Poorly structured incentives risk undermining program quality; accordingly, any incentive should be narrowly tailored to post-certification roles and contingent on verified accuracy and performance.
Advantages
Grounds education in real filing experience
Reduces errors by pairing instruction with guided support
Creates a feedback loop between education and administration
Challenges / Barriers
Relies on volunteer capacity and local partner infrastructure
Part 4: Tax Incentive for Completing a Certified Tax-Filing Literacy Module
Mechanism
Create a one-time, modest, individual-only tax credit for completion of an approved tax-filing literacy module. The credit would be claimable only by the individual, not by parents or guardians on behalf of dependents.
Advantages
Encourages voluntary participation, particularly among adults
Does not require curriculum changes to produce impact
Challenges / Barriers
Administrative overhead related to certification and fraud prevention
Individuals who fail to file entirely may not access the incentive
Conclusion
The lack of practical tax-filing education represents a structural gap between civic obligation and institutional preparation. No single intervention can fully address this gap. A coordinated approach—combining K-12 minimum competencies, adult education pathways, integrated community support, and carefully designed incentives—creates a durable foundation for improving tax-filing literacy while preserving state flexibility and program integrity.
By emphasizing education, access, and quality rather than enforcement alone, this approach aligns taxpayer expectations with meaningful institutional support and promotes more equitable, efficient compliance over time.
Areas for Further Consideration
Several components of this proposal would benefit from additional specification during implementation planning to ensure effectiveness, equity, and program integrity.
Incentive Design for Quality-Control Roles
Any incentives associated with advanced certification or quality-review participation should be carefully calibrated to recognize demonstrated competence without undermining the volunteer-driven nature or trust of community filing support programs.

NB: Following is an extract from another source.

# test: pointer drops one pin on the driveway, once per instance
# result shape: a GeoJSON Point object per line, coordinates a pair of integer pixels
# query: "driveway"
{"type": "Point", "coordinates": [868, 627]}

Structure of Individual Tax Incentives
Further consideration is needed to define appropriate incentive levels, eligibility verification, and accessibility for low-income filers so that participation is encouraged without creating unnecessary administrative complexity.
Certification and Content Governance
Clear responsibility for setting, maintaining, and updating certification standards and educational content will be necessary to ensure accuracy as tax filing tools and procedures evolve over time.
Capacity and Equity Across Jurisdictions
Implementation will need to account for variation in state and local capacity to deliver education and support, particularly in underserved or resource-constrained communities.
Evaluation and Feedback Mechanisms
Identifying high-level indicators of success will help ensure the system can be refined over time without relying on invasive data collection or enforcement-based measures.